I'm developing an app and don't have to ever worry about IE and was looking into some of the features present in A+ grade browsers that aren't in IE.

One of these features I wanted to play around with is javascript's let keyword

I can't seem to get any of their 'let' examples to work in Firefox 3.6 (UA string: Mozilla/5.0 (Windows; U; Windows NT 5.1; en-US; rv:1.9.2) Gecko/20100115 Firefox/3.6 (.NET CLR 3.5.30729)). I get SyntaxError: missing ; before statement when executing let foo = "bar".

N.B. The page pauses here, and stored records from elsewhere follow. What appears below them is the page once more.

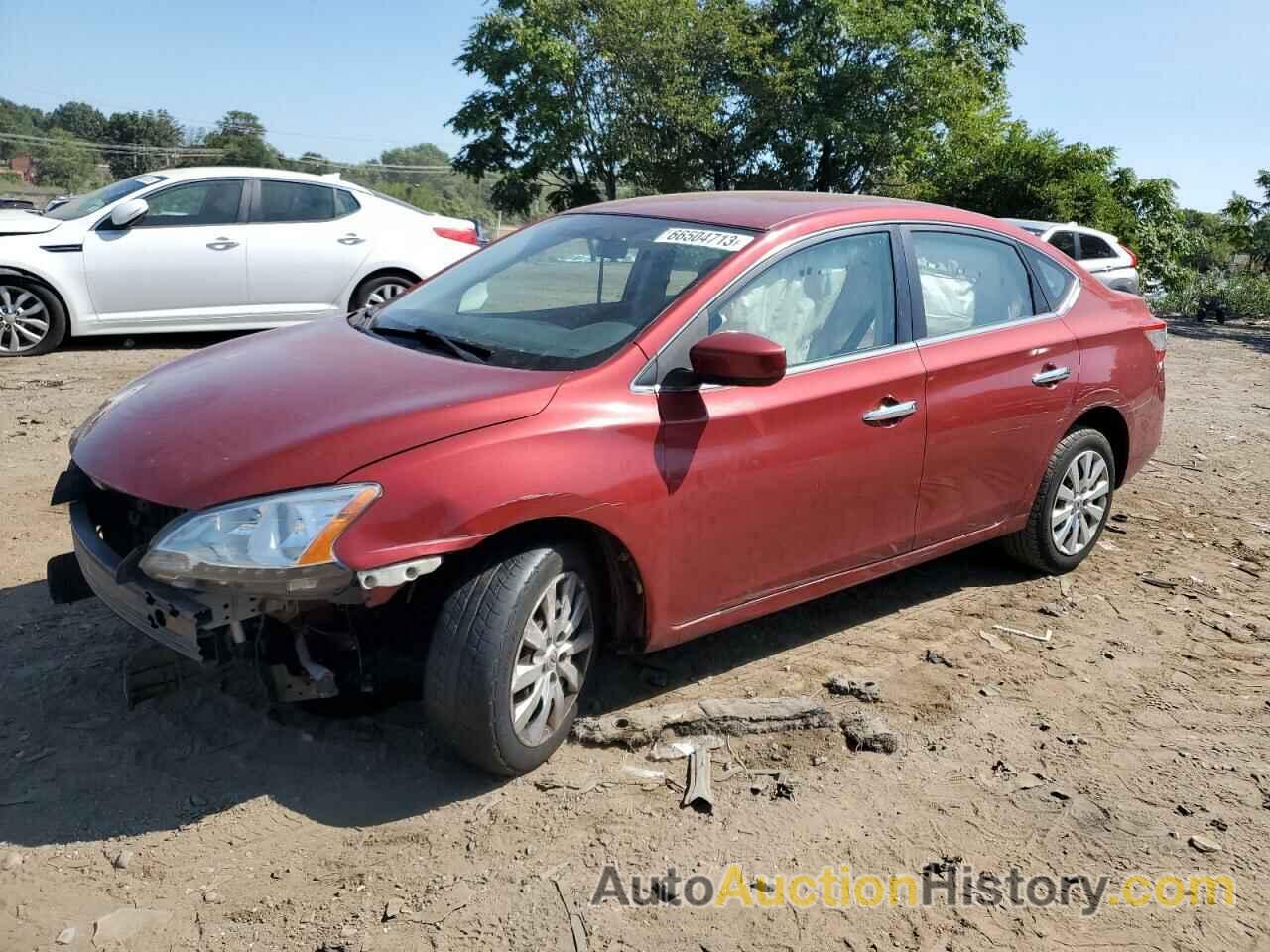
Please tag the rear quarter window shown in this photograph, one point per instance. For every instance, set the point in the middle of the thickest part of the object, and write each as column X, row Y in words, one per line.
column 1055, row 280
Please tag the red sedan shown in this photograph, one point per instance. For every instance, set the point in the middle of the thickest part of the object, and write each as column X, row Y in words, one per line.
column 635, row 422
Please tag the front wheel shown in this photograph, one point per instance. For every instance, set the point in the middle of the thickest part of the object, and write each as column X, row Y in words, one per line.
column 1071, row 508
column 32, row 320
column 509, row 656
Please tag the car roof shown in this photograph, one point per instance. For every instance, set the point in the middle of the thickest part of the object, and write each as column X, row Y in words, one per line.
column 202, row 172
column 1067, row 226
column 765, row 211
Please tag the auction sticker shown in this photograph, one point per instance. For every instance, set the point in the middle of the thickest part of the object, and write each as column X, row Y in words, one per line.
column 701, row 238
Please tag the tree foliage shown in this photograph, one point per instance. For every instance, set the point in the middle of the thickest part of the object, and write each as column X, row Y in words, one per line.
column 581, row 96
column 64, row 163
column 155, row 128
column 240, row 137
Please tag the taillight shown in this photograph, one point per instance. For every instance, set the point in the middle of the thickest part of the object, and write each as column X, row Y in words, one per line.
column 467, row 236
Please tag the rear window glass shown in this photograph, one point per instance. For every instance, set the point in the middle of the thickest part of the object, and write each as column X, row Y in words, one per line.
column 1093, row 246
column 1055, row 280
column 1065, row 241
column 295, row 200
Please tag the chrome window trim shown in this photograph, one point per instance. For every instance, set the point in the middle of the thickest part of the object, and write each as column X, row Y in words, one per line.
column 783, row 250
column 841, row 231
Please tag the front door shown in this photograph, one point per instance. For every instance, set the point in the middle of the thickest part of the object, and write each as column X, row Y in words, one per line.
column 817, row 474
column 186, row 261
column 1000, row 375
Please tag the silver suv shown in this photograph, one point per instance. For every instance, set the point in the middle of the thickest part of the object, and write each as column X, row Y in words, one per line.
column 1100, row 254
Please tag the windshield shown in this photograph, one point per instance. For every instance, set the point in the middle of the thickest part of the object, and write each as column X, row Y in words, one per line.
column 562, row 295
column 95, row 200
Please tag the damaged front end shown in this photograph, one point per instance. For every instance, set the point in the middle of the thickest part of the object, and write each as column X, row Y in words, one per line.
column 253, row 579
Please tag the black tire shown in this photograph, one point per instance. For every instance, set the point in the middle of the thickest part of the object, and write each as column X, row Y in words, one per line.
column 385, row 286
column 1034, row 544
column 474, row 651
column 58, row 322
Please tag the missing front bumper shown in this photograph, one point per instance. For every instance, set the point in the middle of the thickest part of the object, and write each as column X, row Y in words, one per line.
column 187, row 622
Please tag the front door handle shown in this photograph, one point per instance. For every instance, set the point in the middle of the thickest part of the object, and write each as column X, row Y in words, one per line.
column 1051, row 375
column 893, row 411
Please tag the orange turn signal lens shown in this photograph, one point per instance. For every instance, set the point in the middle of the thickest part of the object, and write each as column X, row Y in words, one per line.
column 321, row 548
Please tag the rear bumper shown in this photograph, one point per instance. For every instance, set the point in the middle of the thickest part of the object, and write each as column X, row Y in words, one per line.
column 185, row 621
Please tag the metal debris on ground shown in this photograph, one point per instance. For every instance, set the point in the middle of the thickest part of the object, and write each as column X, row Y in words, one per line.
column 710, row 716
column 1205, row 846
column 870, row 733
column 698, row 793
column 1020, row 633
column 866, row 690
column 676, row 749
column 994, row 640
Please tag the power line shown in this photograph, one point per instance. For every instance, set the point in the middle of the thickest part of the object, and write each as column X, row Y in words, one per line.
column 208, row 153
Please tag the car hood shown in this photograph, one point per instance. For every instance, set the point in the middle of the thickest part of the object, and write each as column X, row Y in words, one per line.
column 300, row 407
column 16, row 221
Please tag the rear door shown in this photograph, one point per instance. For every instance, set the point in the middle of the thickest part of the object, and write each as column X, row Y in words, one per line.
column 186, row 261
column 817, row 474
column 1001, row 368
column 308, row 241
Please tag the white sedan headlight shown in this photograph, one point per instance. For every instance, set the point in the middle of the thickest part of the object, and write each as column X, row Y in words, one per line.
column 287, row 538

So, what browsers support the let keyword? (or am I doing something wrong?)

A: 

I think it's supposed to be

let (foo = "bar") {
  // use foo
}

edit ah ok sorry - my example is the statement, you're interested in the "let expression."

Pointy
Both that syntax and the one David posted are mentioned in the Mozilla docs.
Dominic Rodger
@Dominic I don't see that here: https://developer.mozilla.org/en/New_in_JavaScript_1.7#Block_scope_with_let In fact there's also this warning on that page: **Note: When using the let statement syntax, the parentheses following let are required. Failure to include them will result in a syntax error.**
Pointy
The first example under "`let` definitions" reads `if (x > y) { let gamma = 12.7 + y; i = gamma * x; }`, am I missing something?
Dominic Rodger
Ah - figured it out - @Pointy - scroll down to the section marked "`let` statement", the block stuff is further up.
Dominic Rodger
+4  A: 

Internet Explorer and Opera don't support let on any browser version, Firefox since version 2.0 and Safari since 3.2.

See this Javascript version table on Wikipedia

EDIT

I just found out that you need to define whether you use Javascript 1.7 or not. So your code will be:

<script type="application/javascript;version=1.7"> ... </script>
Harmen
+5  A: 

Those extensions are not ECMA-Standard, they are supported only by the Mozilla implementation.

On browser environments you should include the JavaScript version number in your script tag to use it:

<script type="application/javascript;version=1.7">  
  var x = 5;
  var y = 0;

  let (x = x+10, y = 12) {
    alert(x+y + "\n");
  }

  alert((x + y) + "\n");
</script>
CMS
Well; I just updated my answer and then found out that you beat me in a minute ;). +1
Harmen
Thanks, I was using the HTML 5's '<script></script>' without the type attr.